Entre pinchazo y pinchazo el deporte emergente vuelve lentamente a la normalidad, siempre y cuando se entienda por ella que se puedan disputar partidos de algunas disciplinas. Quizás no sea suficiente para quienes están habituados a consumir todo lo que huela a competición, pero no deja de ser un logro si se tiene en cuenta lo mucho que ha habido que luchar para recortarle un poco de terreno al virus. A la espera de saber si de esta saldremos mejores, es un hecho que cuanto menos lo haremos con diferencias. Y basta ir a los campos o a los pabellones para comprobarlo.

Ser protagonista hoy en día no es tarea sencilla, bien lo saben aquellos que se calzan las zapatillas para defender un escudo. La naturalidad que acompaña a cualquier partido se ha visto cercenada en detrimento de rituales tan necesarios como incómodos en algunos casos. Es por ello que toca aplaudir ahora, más fuerte si cabe, a quienes meten goles y los salvan o a los que se dejan la piel para tocar esa bola que cualquiera daría por perdida.

También a quienes, tomando todas las precauciones posibles, dejan atrás el miedo a sentarse en una grada. Dialogar con el de al lado cuando está a dos metros de distancia supone un reto, como lo es intentar que los gritos de ánimo traspasen como si fuese invisible un trozo de tela o no hacer piña en la cafetería del club en el momento en el que el hambre aprieta.

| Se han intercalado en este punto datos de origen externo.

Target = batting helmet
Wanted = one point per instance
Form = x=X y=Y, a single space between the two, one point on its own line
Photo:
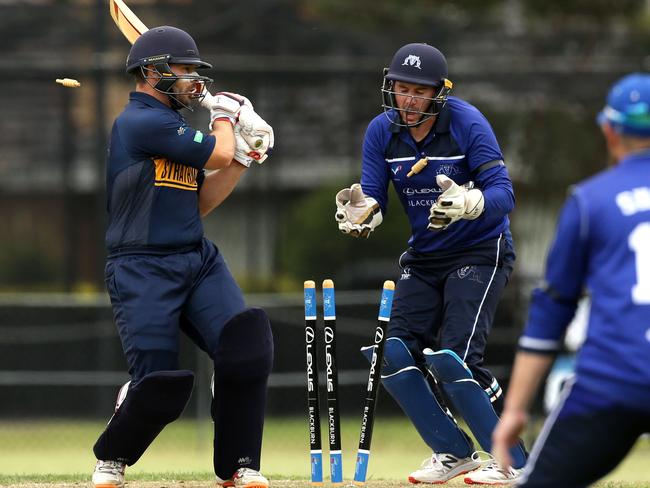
x=172 y=44
x=628 y=106
x=421 y=64
x=161 y=46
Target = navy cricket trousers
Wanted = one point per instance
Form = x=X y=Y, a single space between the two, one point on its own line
x=155 y=297
x=447 y=300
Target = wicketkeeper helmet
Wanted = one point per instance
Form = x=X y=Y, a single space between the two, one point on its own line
x=628 y=106
x=421 y=64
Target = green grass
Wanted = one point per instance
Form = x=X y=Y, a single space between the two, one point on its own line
x=58 y=451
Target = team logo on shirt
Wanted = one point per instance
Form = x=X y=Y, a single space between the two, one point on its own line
x=175 y=175
x=448 y=170
x=470 y=272
x=412 y=60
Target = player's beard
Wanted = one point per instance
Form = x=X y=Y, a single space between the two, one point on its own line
x=187 y=92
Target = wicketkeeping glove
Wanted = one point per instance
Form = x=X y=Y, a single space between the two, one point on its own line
x=357 y=214
x=455 y=203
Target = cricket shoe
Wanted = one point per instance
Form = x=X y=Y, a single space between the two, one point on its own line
x=109 y=474
x=245 y=478
x=493 y=474
x=440 y=468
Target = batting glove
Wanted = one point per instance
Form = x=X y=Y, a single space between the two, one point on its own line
x=357 y=214
x=224 y=106
x=455 y=203
x=256 y=132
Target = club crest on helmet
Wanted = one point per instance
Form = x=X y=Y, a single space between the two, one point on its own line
x=412 y=60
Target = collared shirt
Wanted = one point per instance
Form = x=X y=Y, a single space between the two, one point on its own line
x=602 y=244
x=154 y=172
x=462 y=146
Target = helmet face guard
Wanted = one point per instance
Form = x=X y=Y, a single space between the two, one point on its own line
x=436 y=103
x=161 y=78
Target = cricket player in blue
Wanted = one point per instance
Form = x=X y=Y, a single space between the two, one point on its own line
x=602 y=246
x=446 y=166
x=164 y=277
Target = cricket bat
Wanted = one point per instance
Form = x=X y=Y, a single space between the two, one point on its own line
x=127 y=21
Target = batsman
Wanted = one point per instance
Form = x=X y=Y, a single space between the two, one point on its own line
x=446 y=166
x=164 y=277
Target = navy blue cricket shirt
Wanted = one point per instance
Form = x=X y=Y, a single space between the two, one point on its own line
x=462 y=146
x=154 y=172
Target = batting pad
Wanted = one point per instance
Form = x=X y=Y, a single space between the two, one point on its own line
x=156 y=400
x=242 y=364
x=468 y=398
x=407 y=385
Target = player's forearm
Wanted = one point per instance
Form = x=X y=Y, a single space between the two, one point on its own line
x=224 y=149
x=218 y=186
x=527 y=373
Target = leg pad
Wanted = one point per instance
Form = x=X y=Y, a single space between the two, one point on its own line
x=468 y=398
x=143 y=411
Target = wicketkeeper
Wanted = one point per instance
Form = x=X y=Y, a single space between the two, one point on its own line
x=445 y=164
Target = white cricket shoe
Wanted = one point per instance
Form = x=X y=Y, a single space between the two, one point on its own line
x=440 y=468
x=109 y=474
x=492 y=474
x=245 y=478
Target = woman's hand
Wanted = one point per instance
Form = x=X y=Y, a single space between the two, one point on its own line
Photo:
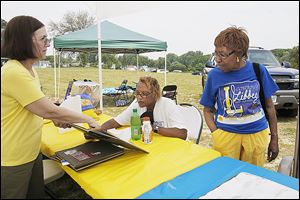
x=61 y=124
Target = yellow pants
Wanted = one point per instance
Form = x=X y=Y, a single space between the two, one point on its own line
x=246 y=147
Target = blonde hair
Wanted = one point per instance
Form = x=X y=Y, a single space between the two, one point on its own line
x=234 y=38
x=152 y=84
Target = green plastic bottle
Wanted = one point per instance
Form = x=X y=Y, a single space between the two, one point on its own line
x=135 y=123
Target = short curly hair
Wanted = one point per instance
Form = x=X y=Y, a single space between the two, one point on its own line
x=17 y=38
x=235 y=39
x=152 y=84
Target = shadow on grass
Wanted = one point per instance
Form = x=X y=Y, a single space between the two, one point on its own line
x=67 y=188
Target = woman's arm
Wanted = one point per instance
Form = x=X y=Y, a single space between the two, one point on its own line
x=46 y=109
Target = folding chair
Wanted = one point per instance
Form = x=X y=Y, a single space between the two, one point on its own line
x=193 y=120
x=170 y=91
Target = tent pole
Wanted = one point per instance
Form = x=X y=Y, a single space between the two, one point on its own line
x=100 y=65
x=58 y=85
x=165 y=68
x=54 y=68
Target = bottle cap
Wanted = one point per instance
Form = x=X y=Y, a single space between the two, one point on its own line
x=146 y=118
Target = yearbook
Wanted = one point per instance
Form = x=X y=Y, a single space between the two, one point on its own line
x=105 y=136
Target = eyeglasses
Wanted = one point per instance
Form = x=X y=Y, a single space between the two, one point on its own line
x=46 y=40
x=142 y=94
x=222 y=55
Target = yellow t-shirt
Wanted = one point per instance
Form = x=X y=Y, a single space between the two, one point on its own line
x=20 y=129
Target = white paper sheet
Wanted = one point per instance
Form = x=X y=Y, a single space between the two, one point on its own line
x=123 y=133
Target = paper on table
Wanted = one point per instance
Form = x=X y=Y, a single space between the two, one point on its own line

Los campos huelen hoy menos a bocadillo de panceta, los apretones de manos entre rivales se quedan si acaso en choques de codos, la unión del vestuario está a prueba cuando toca cambiarse al aire libre y las carreras son más laboriosas con una mascarilla colgando de las orejas. Son sacrificios que no se ven y hay que contar, como tratamos de hacerlo en Live Vuvuzela.